I was told later from my fellow PCTs just how funny i looked up there, hey, at least i make people laugh! I wish I could write it out better because it was rediculous!

so i all of a sudden got real sick and landed myself in the hospital b/c my heart rate wouldnt go below 110, i was all red and couldnt breath. they took me to some shwank (using the term very loosely these days) africaaner clinic/hospital. two shots in my ass and blood test later they said it was an infection. no specifics and they didnt do an allergy test so i hope they are right. i am now on 4 meds and feel fine. BUT i missed the second morning of sessions and no one told my sup i was sick so he thought i quit. yup. when he finally asked they were like 'oh yea, shes in the hospital' yea, oops.
the staff speaks some english- the head ppl do so thats cool. they are all awesome, laugh a lot and seem like cool people. most are pretty young.
so let me talk about my 'home' yeaaaaa. i live with a very old man, mdela, which i think means old man in Sepedi, i wouldnt know since i am learning tsonga. its just us. he does not speak english.

he has 4 dogs, they cornered me last night on the way to the latrine, but this morning mdela yelled at them when they were barking at me so i think ill live. hope so b/c the day we were supposed to get our 3rd rabies shot they ran out, lol, i wish i was joking.

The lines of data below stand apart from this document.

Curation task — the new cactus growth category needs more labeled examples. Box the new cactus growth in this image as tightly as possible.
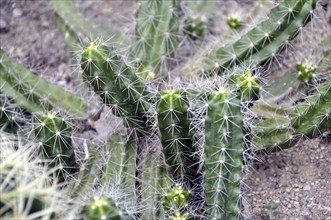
[297,60,317,82]
[84,196,122,220]
[229,69,260,101]
[162,184,190,219]
[184,16,207,39]
[227,15,242,29]
[33,112,77,181]
[169,212,189,220]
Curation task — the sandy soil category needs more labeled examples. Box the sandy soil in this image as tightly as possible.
[0,0,330,219]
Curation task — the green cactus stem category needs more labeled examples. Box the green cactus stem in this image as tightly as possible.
[50,0,128,49]
[156,89,199,182]
[252,77,331,151]
[81,41,154,218]
[0,49,87,117]
[0,95,27,133]
[131,0,180,78]
[292,77,331,137]
[204,89,244,219]
[81,41,151,134]
[33,112,77,181]
[203,0,317,73]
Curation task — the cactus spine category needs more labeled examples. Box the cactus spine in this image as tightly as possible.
[0,131,66,219]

i am surrounded my beautiful mountains, i LOVE them!!! there is also a very low river that runs through. my supervisor, jonas (or 'sepeke' not sure what ill call him) took me all around the village and it was fun. we hopped on stones to get across the river while litte kids ran after me screaming "LAHOA" and asking me my name. when i screamed out Tinyeko they just burst out in laughter.

oh yea, they gave me another name. it means gifts. put a bow on me. im a gift.

oh. so today they had a meeting that i was not invited too, so i sat outside trying to talk to kids. they were afraid of me at first then i started making funny faces and trying to talk to them in tsonga, well, none of them speak tsonga but they loved my faces. they were repeating everything i did so i taught them 'head, shoulders, knees and toes' and played a version of simon says with them. they were real cool, then when i needed to go back in the office they didnt understand the game was over and continued to follow me around doing whatever i did. it was funny, but i need to learn sepedi reaaaaaal bad.

March 14th
So I am back at my training homestay in tshamahansi. The site orientation went well overall, but it was rather interesting. Saturday morning i went to a funeral, its was really hot. as a woman i had to wear a shall type thing over my shoulders, long skirt, and a head wrap- it started at 630am and it was real hot. After that I went to a board meeting that started at 10am which means it really started at 11:15 am. it was all in sepedi, it was real fun....
OH. how could i forget to mention the fact i got locked in my room. so while inside my room the door handle broke and i couldnt get out. there are burglar bars on the window so no sneaking out of those (like i do at my training site) so it ended with me yelling to jonas to come rescue me. it was pretty hilarious. OH. and i woke up to a rockroach falling on my face. not so cool- but the shop worker noticed my window was left open one night and she warned me to shut it when the sun goes down because of the snakes. aaaaaah. thats what i get for not sleeping under my bed net. whoops.

only ten days until swearing in. super stoked. super sad to be leaving training though, we have a lot of fun! well, some of us do- others just complain in their own pessimistic misery.